Collection of basic and advanced AEFI information
It is recognized that for the purpose of signal detection, data collection tools should remain as simple as possible. However, when signals are detected, or in cases of serious AEFI, additional data are essential to allow inferences to be drawn on the association with vaccines and to assess the need for further investigation and action. The subcommittee presented GACVS with 22 core variables that should be collected for any AEFI (basic information) and an additional 33 variables of interest for a more detailed case review (advanced information). Basic information collected needs to be prioritized because the AEFI data collection, collation, transmission, analysis and feedback systems in different countries are heterogeneous. In addition, quantitative and qualitative aspects of data need to be considered. The suggested approach proposes a basic minimum of 22 variables with 10 identified as critical. This simple structure is expected to encourage countries that do not yet have an AEFI surveillance system in place to develop one. It is proposed that the reporting tool include the WHO-ART dictionary in order to standardize the terminology used to record signs, symptoms or a diagnosis, as well as a vaccine dictionary that will include details pertaining to all of the vaccines suspected. For the advanced information, details on the nature and frequency of reporting for events such as in campaigns or in routine immunization programmes, breast or bottle feeding, status of previous vaccination are proposed.
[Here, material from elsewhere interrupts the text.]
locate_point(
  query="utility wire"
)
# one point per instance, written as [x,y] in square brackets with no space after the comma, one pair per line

“VacciFlow” will be developed as the adaptation of drug-specific VigiFlow 4.2 to facilitate the entry of vaccine-related AEFI data including immunization programme errors. Ideally “VacciFlow” will be used by both the national regulatory authority and the immunization programme staff. The possibility of incorporating this new interface with minimal computer capabilities and mobile phone technology was encouraged by GACVS. There will be 3 flexible levels created in “VacciFlow” enabling national and subnational level users to analyse and use the data available for action at each level. Automatic feedback to reporters on the status of the report will be built in. Adapting (modifying) existing AEFI reporting systems to adjust to the data proposed in this core set of variables will require an educational and dissemination effort in many countries. It is expected that the upcoming “VacciFlow” will be sufficiently simple and user-friendly to allow tailor-made adjustment for locally collected information.